San Francisco Giants – No. 79
- Catcher
- Born: April 23, 2002 (age 24) La Victoria, Venezuela
- Bats: RightThrows: Right

MLB debut
- May 4, 2026, for the San Francisco Giants

MLB statistics (through 2026 season)
- Batting average: .235
- Home runs: 2
- Runs batted in: 8

Teams
- San Francisco Giants (2026–present);

= Jesús Rodríguez (baseball) =

Venezuelan baseball player (born 2002)

Jesús Eduardo Rodríguez (born April 23, 2002) is a Venezuelan professional baseball catcher for the San Francisco Giants of Major League Baseball (MLB). He made his MLB debut in 2026.

==Career==
===New York Yankees===
On July 2, 2018, Rodríguez signed with the New York Yankees as an international free agent. He made his professional debut in 2019 with the Dominican Summer League Yankees. Rodríguez did not play in a game in 2020 due to the cancellation of the minor league season because of the COVID-19 pandemic.

Rodríguez returned to action in 2021 with the DSL Yankees, hitting .294/.397/.413 with no home runs, 22 RBI, and eight stolen bases across 39 appearances. He spent the 2022 campaign with the rookie–level Florida Complex League Yankees, playing in 37 games and batting .349/.434/.576 with four home runs, 24 RBI, and eight stolen bases. Rodríguez split 2023 between the Single–A Tampa Tarpons and High–A Hudson Valley Renegades. In 109 games for the two affiliates, he slashed .310/.399/.450 with career–highs in home runs (9), RBI (62), and stolen bases (21).

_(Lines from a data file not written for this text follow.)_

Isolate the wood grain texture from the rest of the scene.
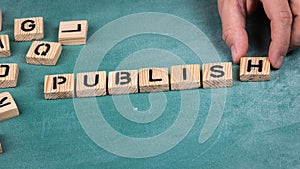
[0,92,19,121]
[202,62,233,88]
[139,68,169,92]
[26,41,62,66]
[240,57,271,82]
[58,20,88,45]
[0,64,19,88]
[108,70,138,95]
[76,71,106,97]
[14,17,44,42]
[0,35,10,57]
[170,64,201,90]
[44,74,75,100]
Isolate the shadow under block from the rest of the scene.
[202,62,233,88]
[108,70,138,95]
[170,64,201,90]
[0,35,10,57]
[14,17,44,42]
[0,92,19,121]
[44,74,75,100]
[76,71,106,97]
[0,64,19,88]
[58,20,88,45]
[26,41,62,66]
[240,57,271,82]
[139,68,169,92]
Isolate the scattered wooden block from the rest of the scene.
[108,70,138,95]
[26,41,62,66]
[14,17,44,42]
[202,62,233,88]
[0,35,10,57]
[76,71,106,97]
[58,20,88,45]
[0,92,19,121]
[240,57,271,82]
[0,64,19,88]
[44,74,75,100]
[170,64,201,90]
[139,68,169,92]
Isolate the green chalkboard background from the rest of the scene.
[0,0,300,169]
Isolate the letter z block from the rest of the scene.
[14,17,44,42]
[44,74,75,100]
[202,62,233,88]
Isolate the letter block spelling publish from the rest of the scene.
[170,64,201,90]
[44,74,75,100]
[0,64,19,88]
[202,62,233,88]
[0,35,10,57]
[26,41,62,66]
[139,68,169,92]
[14,17,44,42]
[76,71,106,97]
[240,57,271,82]
[0,92,19,121]
[108,70,138,95]
[58,20,88,45]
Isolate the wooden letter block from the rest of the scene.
[0,92,19,121]
[26,41,62,66]
[139,68,169,92]
[202,62,233,88]
[44,74,75,100]
[0,64,19,88]
[108,70,138,95]
[0,35,10,57]
[170,64,201,90]
[14,17,44,42]
[76,71,106,97]
[240,57,271,82]
[58,20,88,45]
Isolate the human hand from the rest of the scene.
[218,0,300,69]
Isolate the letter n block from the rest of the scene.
[44,74,75,100]
[0,64,19,88]
[108,70,138,95]
[14,17,44,42]
[202,62,233,88]
[240,57,271,82]
[76,71,106,97]
[26,41,62,66]
[139,68,170,92]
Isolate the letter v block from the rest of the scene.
[240,57,271,82]
[108,70,138,95]
[26,41,62,66]
[44,74,75,100]
[202,62,233,88]
[14,17,44,42]
[76,71,106,97]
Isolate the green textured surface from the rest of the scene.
[0,0,300,169]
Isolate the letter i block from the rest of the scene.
[0,64,19,88]
[26,41,62,66]
[58,20,88,45]
[44,74,75,100]
[76,71,106,97]
[14,17,44,42]
[202,62,233,88]
[0,35,10,57]
[108,70,138,95]
[170,64,201,90]
[139,68,170,92]
[240,57,271,82]
[0,92,19,121]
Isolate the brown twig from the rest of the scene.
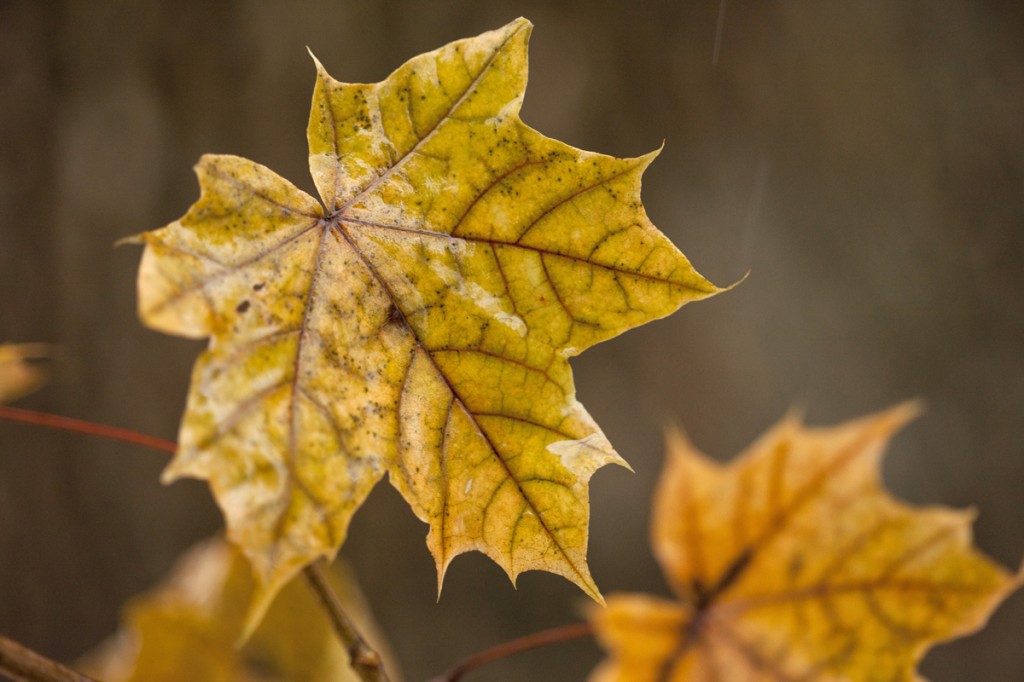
[0,635,96,682]
[429,623,594,682]
[0,404,178,453]
[302,561,388,682]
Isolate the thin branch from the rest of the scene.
[429,623,594,682]
[0,635,96,682]
[302,561,388,682]
[0,404,178,454]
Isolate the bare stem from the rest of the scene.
[429,623,594,682]
[0,635,96,682]
[0,404,178,453]
[303,561,388,682]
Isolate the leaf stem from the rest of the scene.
[302,561,389,682]
[0,635,96,682]
[429,623,594,682]
[0,404,178,454]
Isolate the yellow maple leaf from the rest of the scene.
[130,15,719,622]
[0,343,50,403]
[591,406,1019,682]
[81,540,398,682]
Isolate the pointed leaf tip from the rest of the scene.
[139,18,717,626]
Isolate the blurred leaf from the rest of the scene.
[591,406,1019,682]
[83,540,397,682]
[0,343,50,402]
[130,15,719,622]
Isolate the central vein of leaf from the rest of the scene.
[333,211,590,585]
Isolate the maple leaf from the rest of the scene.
[0,343,50,403]
[130,19,719,622]
[591,404,1019,682]
[81,540,397,682]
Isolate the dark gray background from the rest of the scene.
[0,0,1024,682]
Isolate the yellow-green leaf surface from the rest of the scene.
[591,406,1019,682]
[76,540,391,682]
[139,19,718,614]
[0,343,49,403]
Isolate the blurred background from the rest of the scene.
[0,0,1024,682]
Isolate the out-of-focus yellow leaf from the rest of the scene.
[130,15,719,622]
[83,540,398,682]
[0,343,50,402]
[591,406,1019,682]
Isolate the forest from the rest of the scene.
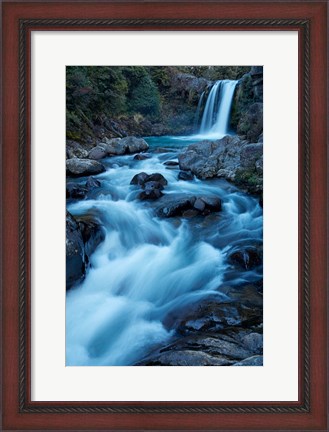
[66,66,263,366]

In 2024, Rodríguez played in 79 games split between High–A Hudson Valley and the Double–A Somerset Patriots, slashing .302/.375/.481 with 10 home runs, 47 RBI, and nine stolen bases. Following the season, the Yankees added Rodríguez to their 40-man roster to protect him from the Rule 5 draft.

Rodríguez was optioned to Double-A Somerset to begin the 2025 season, and was promoted to the Triple-A Scranton/Wilkes-Barre RailRiders after seven games. In 78 appearances for Scranton, he batted .317/.409/.430 with five home runs, 41 RBI, and 16 stolen bases.

===San Francisco Giants===
On July 31, 2025, the Yankees traded Rodríguez, Trystan Vrieling, Parks Harber, and Carlos De La Rosa to the San Francisco Giants in exchange for Camilo Doval. He made 39 appearances down the stretch for the Triple-A Sacramento River Cats, batting .322/.399/.401 with two home runs, 16 RBI, and four stolen bases.

Rodríguez was optioned to Triple-A Sacramento to begin the 2026 season. In 24 appearances for the River Cats, he batted .330/.400/.440 with two home runs, 14 RBI, and four stolen bases. On May 4, 2026, Rodríguez was promoted to the major leagues for the first time. On May 6 against the San Diego Padres, Rodríguez singled against Walker Buehler for his first career hit; later in the game, Rodríguez homered against Jeremiah Estrada for his first MLB home run. He made 22 appearances for San Francisco during his rookie campaign, batting .235/.316/.412 with two home runs, eight RBI, and one stolen base. On August 1, Rodríguez was placed on the injured list due to right elbow neuritis. He was transferred to the 60–day injured list on September 4, officially ending his season.